Des vins naturels qui dérangent
© P. Cronenberger

Voir dossier de Réussir Vigne d'avril 2013. RV n°195, p. 18 à 25.

“ Des rouges qui puent ”, “ des blancs nés morts ” :  il n’en fallait pas plus pour enflammer le monde du vin connecté. Il faut dire que ces propos ont été tenus par Michel Bettane, qui ne les regrette en rien, en dépit “ de la violence des attaques ” qu’ils ont reçues en retour. “ Il n’y a pas de définition d’un vin naturel. Il n’y a que des gens qui s’autoproclament producteurs de vins naturels. Certains s’estimant même d’ailleurs plus naturels que les autres. Il m’est arrivé d’être séduit par des vins naturels. Ce sont des vins de fruits, faciles à boire, mais je pense que c’est un recul de civilisation que de produire de tels vins sur de grands terroirs car ils n’expriment que la surface du raisin et donnent naissance en quelque sorte à des bébés vins. Le type de vinification utilisée ne permet pas de faire s’exprimer les éléments constitutifs d’un grand vin. Souvent, d’ailleurs, ils se ressemblent tous. Il y a quelques maîtres dans l’art de faire du vin sans soufre, qui sont d’ailleurs d’une méchanceté terrible à l’égard de ceux qui font du mauvais vin. Je trouve intolérable que de mauvais vins soient servis par des chefs qui ne mettent pourtant pas à leur carte de la viande avariée alors que leurs vins le sont. Et de nous dire que ce n’est pas le bon jour pour les boire ou qu’il faut les carafer. Si on décide de produire un vin selon un cahier des charges et qu’il est raté, on ne le vend pas. Je sais pertinemment qu’il y a nombre de vacheries dans les vins industriels et je me bats contre. Mais si mes détracteurs avaient lu mes propos au lieu de les déformer, ils auraient pu constater qu’en fait ils s’élevaient contre l’imposture que comporte la notion de vin bio, et la confusion qui est entretenue dans le public entre bio et naturel.
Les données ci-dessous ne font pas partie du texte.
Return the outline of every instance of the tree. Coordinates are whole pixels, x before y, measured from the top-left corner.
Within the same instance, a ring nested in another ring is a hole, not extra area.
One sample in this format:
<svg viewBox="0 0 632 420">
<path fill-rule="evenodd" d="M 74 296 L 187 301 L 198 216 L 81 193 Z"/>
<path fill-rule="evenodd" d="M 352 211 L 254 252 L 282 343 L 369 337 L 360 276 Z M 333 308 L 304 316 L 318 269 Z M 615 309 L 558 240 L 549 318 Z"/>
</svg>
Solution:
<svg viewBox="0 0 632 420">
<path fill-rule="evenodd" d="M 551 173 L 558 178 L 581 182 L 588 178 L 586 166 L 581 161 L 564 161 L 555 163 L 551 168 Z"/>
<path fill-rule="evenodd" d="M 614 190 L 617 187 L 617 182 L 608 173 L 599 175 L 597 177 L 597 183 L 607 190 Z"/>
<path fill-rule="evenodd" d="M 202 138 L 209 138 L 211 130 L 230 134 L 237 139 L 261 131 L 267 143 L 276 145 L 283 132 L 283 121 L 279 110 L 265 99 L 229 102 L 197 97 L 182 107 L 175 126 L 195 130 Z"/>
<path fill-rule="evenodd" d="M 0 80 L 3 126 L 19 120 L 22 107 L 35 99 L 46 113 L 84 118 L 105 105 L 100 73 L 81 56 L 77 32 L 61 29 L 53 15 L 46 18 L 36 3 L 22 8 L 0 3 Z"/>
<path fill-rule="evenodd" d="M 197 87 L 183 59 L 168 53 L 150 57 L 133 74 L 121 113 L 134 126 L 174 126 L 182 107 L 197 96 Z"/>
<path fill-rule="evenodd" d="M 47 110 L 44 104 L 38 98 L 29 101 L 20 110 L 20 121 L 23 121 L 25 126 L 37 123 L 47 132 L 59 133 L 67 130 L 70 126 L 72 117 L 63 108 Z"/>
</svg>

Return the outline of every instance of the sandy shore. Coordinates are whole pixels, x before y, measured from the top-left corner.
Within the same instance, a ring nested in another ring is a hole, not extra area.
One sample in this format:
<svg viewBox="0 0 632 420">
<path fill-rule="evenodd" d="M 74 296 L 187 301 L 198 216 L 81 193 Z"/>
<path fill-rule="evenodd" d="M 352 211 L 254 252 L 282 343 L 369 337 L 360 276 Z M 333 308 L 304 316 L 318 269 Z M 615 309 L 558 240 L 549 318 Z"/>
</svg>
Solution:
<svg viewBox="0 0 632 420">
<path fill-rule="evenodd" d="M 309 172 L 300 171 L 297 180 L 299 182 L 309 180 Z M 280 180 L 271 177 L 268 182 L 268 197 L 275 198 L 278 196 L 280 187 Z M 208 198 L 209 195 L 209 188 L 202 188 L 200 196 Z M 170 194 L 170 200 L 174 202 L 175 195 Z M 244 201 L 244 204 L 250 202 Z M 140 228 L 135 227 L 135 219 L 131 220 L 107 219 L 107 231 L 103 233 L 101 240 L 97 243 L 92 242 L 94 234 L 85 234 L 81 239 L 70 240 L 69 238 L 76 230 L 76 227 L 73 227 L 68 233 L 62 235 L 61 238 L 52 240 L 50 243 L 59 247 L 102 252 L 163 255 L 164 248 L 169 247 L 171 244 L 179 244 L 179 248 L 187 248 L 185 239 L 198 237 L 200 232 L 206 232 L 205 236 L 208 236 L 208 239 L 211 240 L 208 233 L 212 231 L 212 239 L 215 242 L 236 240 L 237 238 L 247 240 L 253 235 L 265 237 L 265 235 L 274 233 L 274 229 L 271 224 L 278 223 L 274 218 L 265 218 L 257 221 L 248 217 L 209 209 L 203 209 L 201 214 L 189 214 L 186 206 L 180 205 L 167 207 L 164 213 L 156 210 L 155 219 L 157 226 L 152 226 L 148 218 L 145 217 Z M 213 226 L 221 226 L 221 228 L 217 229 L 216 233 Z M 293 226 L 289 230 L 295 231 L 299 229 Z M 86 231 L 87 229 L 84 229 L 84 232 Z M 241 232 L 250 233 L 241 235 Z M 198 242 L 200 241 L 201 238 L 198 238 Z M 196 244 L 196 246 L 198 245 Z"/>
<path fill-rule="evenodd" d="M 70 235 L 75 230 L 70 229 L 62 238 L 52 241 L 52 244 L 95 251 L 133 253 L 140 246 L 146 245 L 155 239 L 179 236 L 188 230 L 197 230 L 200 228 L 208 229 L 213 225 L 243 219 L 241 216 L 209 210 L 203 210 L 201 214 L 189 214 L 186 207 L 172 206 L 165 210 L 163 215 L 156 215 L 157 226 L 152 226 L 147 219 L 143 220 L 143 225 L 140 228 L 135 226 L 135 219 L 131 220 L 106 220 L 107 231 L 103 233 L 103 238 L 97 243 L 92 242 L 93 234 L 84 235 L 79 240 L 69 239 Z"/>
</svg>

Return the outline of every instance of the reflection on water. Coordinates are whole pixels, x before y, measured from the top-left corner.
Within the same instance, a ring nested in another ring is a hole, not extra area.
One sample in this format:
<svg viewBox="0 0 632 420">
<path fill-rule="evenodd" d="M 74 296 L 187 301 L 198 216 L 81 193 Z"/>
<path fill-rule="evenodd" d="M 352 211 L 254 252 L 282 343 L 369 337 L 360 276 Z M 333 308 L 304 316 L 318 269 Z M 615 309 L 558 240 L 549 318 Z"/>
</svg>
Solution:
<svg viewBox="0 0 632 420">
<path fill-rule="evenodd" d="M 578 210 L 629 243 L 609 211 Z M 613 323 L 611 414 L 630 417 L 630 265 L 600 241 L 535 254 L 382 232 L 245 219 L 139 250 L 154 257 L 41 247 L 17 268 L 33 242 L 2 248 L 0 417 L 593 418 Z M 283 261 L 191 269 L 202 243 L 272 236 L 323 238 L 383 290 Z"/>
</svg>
Que quelques idéologues défendent le vin contre les gros bourgeois, les riches, les techniciens et les scientifiques, c’est leur droit. Mais encore faut-il savoir de quoi on parle. Il serait temps que les vins naturels se dotent d’un cahier des charges officiel. ”
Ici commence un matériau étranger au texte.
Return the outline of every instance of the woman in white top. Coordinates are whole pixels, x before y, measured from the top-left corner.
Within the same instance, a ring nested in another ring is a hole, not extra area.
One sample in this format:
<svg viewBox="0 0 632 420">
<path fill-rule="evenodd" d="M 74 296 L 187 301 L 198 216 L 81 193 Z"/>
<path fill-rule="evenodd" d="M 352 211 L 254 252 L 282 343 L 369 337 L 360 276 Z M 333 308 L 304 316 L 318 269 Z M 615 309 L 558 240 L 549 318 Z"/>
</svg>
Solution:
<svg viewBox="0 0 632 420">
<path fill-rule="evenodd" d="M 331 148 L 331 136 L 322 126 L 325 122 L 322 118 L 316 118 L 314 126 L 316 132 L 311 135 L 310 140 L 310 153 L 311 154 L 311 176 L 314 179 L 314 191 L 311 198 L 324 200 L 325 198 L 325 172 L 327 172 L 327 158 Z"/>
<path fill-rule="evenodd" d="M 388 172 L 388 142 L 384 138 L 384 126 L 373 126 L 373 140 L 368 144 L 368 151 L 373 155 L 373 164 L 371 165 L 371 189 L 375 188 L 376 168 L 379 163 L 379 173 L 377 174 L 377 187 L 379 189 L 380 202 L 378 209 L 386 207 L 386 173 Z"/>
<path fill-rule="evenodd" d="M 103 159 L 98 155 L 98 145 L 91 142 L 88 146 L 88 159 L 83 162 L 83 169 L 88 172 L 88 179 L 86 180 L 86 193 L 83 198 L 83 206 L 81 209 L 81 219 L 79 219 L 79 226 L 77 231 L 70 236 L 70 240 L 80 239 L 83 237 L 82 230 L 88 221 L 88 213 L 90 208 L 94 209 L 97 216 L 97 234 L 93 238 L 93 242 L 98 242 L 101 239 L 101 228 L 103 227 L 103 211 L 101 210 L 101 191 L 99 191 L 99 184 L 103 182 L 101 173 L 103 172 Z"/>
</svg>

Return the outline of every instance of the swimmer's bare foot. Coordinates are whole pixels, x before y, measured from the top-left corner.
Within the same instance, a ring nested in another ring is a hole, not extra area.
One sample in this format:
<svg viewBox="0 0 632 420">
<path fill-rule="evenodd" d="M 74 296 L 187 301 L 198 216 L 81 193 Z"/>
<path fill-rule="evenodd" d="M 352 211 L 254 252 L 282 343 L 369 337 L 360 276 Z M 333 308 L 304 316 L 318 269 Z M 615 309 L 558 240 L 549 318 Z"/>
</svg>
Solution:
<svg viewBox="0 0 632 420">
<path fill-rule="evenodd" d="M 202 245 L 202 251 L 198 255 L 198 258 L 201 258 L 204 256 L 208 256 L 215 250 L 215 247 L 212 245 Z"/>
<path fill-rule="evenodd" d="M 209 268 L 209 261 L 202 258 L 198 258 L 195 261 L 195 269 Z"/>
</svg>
Pas que pour les bobos parisiens

Pierre Guigui, dégustateur pour le guide Gault et Millaut, reconnaît lui aussi que beaucoup de ces vins naturels ont des défauts. “ Mais ceux qui produisent ces vins re-questionnent l’utilisation du SO2, les pratiques de vinification par rapport aux interventionnistes. Ces vins véhiculent des notions qui séduisent les jeunes et au moins, pendant ce temps-là, ils ne boivent pas de Coca-Cola ! Cette volonté de faire le plus naturel possible est d’ailleurs merveilleuse dans la démarche. Ces vignerons vont transmettre un message d’idéalisme, de recherche de pureté dans le vin. Ce qui pose la question de la désindustrialisation du vin. C’est un peu comme des ados qui rêvent d’amour. Cela revient à casser du vieux, à renier les vins à papa. ” Et à refaire le monde.
Elizabeth Poulain, blogueuse (www.elisabethpoulain.com), estime que l’apparition des vins naturels est le phènomène le plus intéressant qui se soit produit depuis une dizaine d’années. “ C’est une preuve de vitalité dans une société qui paraît tellement anxiogène, fatiguée, frileuse, et cette vitalité est clairement liée à un effet générationnel : celui des quadras. Ils sont en recherche de quelque chose qui les dépasse, et développent forcément une vision sociétale, un peu philosophique et très morale. Je pense qu’il s’agit là d’une tendance lourde qui dépasse les frontières de la France. ” Il serait réducteur de penser que le succès des vins naturels serait le fait de quelques bobos parisiens, estime également Joëlle Brouard, professeur de marketing à l’ESC Dijon. “ C’est un signal, une tendance de fond pour des produits emplis de simplicité et de pureté. Et cela aussi bien en France qu’aux États-Unis. Cet engouement pour les vins naturels montre que le consommateur ne veut plus de produits standard, et qu’il est prêt à accepter des différences et même des défauts. Ne serait-ce que pour soutenir un certain style de viticulture, un commerce fair trade. Et la présence de viande de cheval dans des lasagnes au bœuf ne va faire qu’accroître cette demande pour plus de traçabilité mais aussi pour des produits autres, de proximité.
Sans doute était-on allé trop loin dans la standardisation des vins. Chacun cherche à se différencier, pour ne plus être dans les standards de prix, pour créer de la valeur d’image qui se transformera en valeur financière. Ce qui passe aussi par le refus d’être présent dans la grande distribution. ”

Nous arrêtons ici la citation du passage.